Existence of geometric tubular neighborhoods in Finsler spaces $\DeclareMathOperator\Tub{Tub}$I have not found any reference among the well-known books about the existence of a geometric tubular neighborhood in the Finsler spaces. I am wondering if there exists such a neighborhood for any closed submanifold of a Fisnler Manifold $M$ (maybe with some extra hypothesis on $M$ ,like compactness ....).
FYI: by a geometric tubular neighborhood, of a pre-compact submanifold of a manifold $M$, I mean: $\Tub(P)_r:=\{\gamma(1)|\gamma:[0,1]\longrightarrow M $ is a minimizing geodesic with $\gamma'(0)\in\mathfrak{C}_{\gamma(0)}(P)\cap B(r)\}$. where $B(r)$ is the ball of radius $r$ and by $\mathfrak{C}_x$ we mean the subset of vectors that each one is orthogonal to $T_xP$ at the direction of itself.
 A: Here's a possible approach that goes backwards, where we define the tubular neighborhood first and the normal bundle second.
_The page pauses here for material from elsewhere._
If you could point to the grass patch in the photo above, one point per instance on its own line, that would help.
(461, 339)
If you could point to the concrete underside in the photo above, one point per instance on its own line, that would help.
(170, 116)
Let $M$ be a Finsler manifold and $S \subset M$ a smooth submanifold. Given any $x \in M$, we can define the distance $d(x,S)$ from $x$ to $S$ to be the shortest length of curves from $x$ to $S$. We'll call a curve segment $S$-minimizing if one endpoint lies in $S$ and the length of the curve equals the distance from the other endpoint to $S$.
Then one can define a tubular neighborhood of $S$ of radius $r$ to be the set of all possible endpoints of $S$-minimizing geodesics. However, this is simply the set of all points within distance $r$ from $S$.
We can now define a subset $N_*S \subset T_*M$ with respect to the Finsler metric as follows: $v \in T_pM$ lies in $N_pS$ if there exists an $S$-minimizing curve starting at $p$ such that $v$ is tangent to the curve at $p$.
Using the existence and uniqueness of a geodesic with given starting point and velocity, we can define the exponential map $e: N_*S \rightarrow M$.. Moreover, this should show that $N_*S$ is in fact a vector bundle over $S$ and the exponential map defines a diffeomorphism from a neighborhood of the zero section of $N_*S$ onto a neighborhood of $S$ in $M$. In particular, given any precompact subset of $S$, there exists $r>0$ such that the exponential map is a diffeomorphism onto the tubular neighborhood of radius $r$ from its preimage.